UL 9540A ist das standardisierte Testverfahren zur Bewertung, ob ein Batteriesystem die Ausbreitung eines thermischen Durchgehens und eines Brandes verursacht. Die Tests können auf Zellen-, Modul-, Einheiten- oder Installationsebene durchgeführt werden. Die Zellebene ist der grundlegendste Indikator dafür, ob die Batteriechemie selbst ein thermisches Durchgehen aufrechterhalten kann oder nicht. Die Nickel-Zink-Batterien von FFD POWER zeigten bei keiner der fünf Zellebenen-Testarten nach UL 9540A ein thermisches Durchgehen.

Erleben Nickel-Zink-Batterien ein thermisches Durchgehen?

Nein. Nickel-Zink-Batterien verwenden einen wässrigen Kaliumhydroxid-(KOH)-Elektrolyten, der wasserbasiert und nicht entzündlich ist. Es gibt kein organisches Lösungsmittel, das sich zersetzen kann, keinen Mechanismus zur Sauerstofffreisetzung und keinen Weg für eine sich selbst verstärkende thermische Eskalation. Die NiZn-Batterien von FFD POWER wurden auf Zellebene gemäß UL 9540A getestet und zeigten in keiner der fünf zerstörerischen Testarten ein thermisches Durchgehen.

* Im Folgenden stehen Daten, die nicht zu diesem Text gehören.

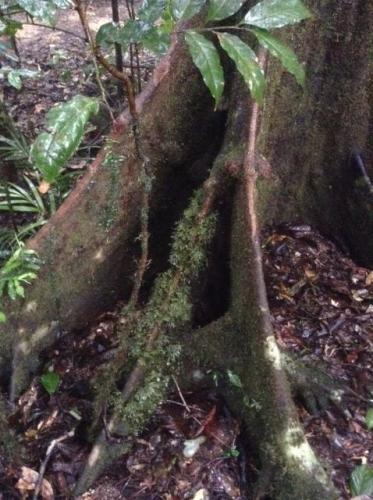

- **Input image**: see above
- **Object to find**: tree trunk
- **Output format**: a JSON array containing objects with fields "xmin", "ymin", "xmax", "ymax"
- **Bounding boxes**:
[
  {"xmin": 1, "ymin": 0, "xmax": 373, "ymax": 500},
  {"xmin": 254, "ymin": 0, "xmax": 373, "ymax": 266}
]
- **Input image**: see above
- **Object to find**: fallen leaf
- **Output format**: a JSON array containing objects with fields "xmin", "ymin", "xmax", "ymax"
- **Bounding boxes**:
[
  {"xmin": 38, "ymin": 181, "xmax": 51, "ymax": 194},
  {"xmin": 16, "ymin": 466, "xmax": 54, "ymax": 500}
]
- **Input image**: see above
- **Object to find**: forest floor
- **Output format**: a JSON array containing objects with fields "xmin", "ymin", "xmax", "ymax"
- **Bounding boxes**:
[
  {"xmin": 0, "ymin": 2, "xmax": 373, "ymax": 500},
  {"xmin": 0, "ymin": 225, "xmax": 373, "ymax": 500}
]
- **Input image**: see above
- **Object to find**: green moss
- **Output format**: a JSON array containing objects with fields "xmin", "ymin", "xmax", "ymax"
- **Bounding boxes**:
[
  {"xmin": 91, "ymin": 190, "xmax": 216, "ymax": 435},
  {"xmin": 98, "ymin": 146, "xmax": 127, "ymax": 231}
]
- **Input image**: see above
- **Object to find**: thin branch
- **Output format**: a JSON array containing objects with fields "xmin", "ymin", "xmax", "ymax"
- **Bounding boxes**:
[
  {"xmin": 75, "ymin": 0, "xmax": 115, "ymax": 122},
  {"xmin": 32, "ymin": 428, "xmax": 75, "ymax": 500},
  {"xmin": 22, "ymin": 21, "xmax": 87, "ymax": 42}
]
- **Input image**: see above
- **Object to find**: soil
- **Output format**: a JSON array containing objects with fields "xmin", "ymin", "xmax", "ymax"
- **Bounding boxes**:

Welche Bauvorschriften gelten für die Brandsicherheit von USV-Batterien?

Die wichtigsten Vorschriften sind NFPA 855 (Standard für die Installation stationärer Energiespeichersysteme) und IFC 2018 (International Fire Code). Diese können Energiebegrenzungen, Luftabstände zwischen Batterieschränken sowie feuerbeständige Raumkonstruktionen für Lithium-Ionen-Installationen vorschreiben. Diese Anforderungen können gelockert werden, wenn das Batteriesystem die UL 9540A-Prüfung ohne Ausbreitung besteht. Nickel-Zink-Batterien, die kein thermisches Durchgehen aufweisen, können in der Regel mit standardmäßiger Gebäudebrandschutzinfrastruktur eingesetzt werden.

Was sollte ich meinen Batterieanbieter zum Thema thermisches Durchgehen fragen?

Fragen Sie, ob die Batterie nach UL 9540A getestet wurde, auf welcher Ebene (Zelle, Modul, Einheit oder Installation), ob thermisches Durchgehen oder eine Ausbreitung beobachtet wurde, ob Flammenbildung auftrat und ob der vollständige Testbericht für die zuständige Behörde (AHJ) verfügbar ist. Ergebnisse auf Zellebene sind am wichtigsten – wenn die Chemie auf Zellebene ein thermisches Durchgehen zeigt, kann die Systemtechnik das zugrunde liegende Risiko nicht vollständig eliminieren.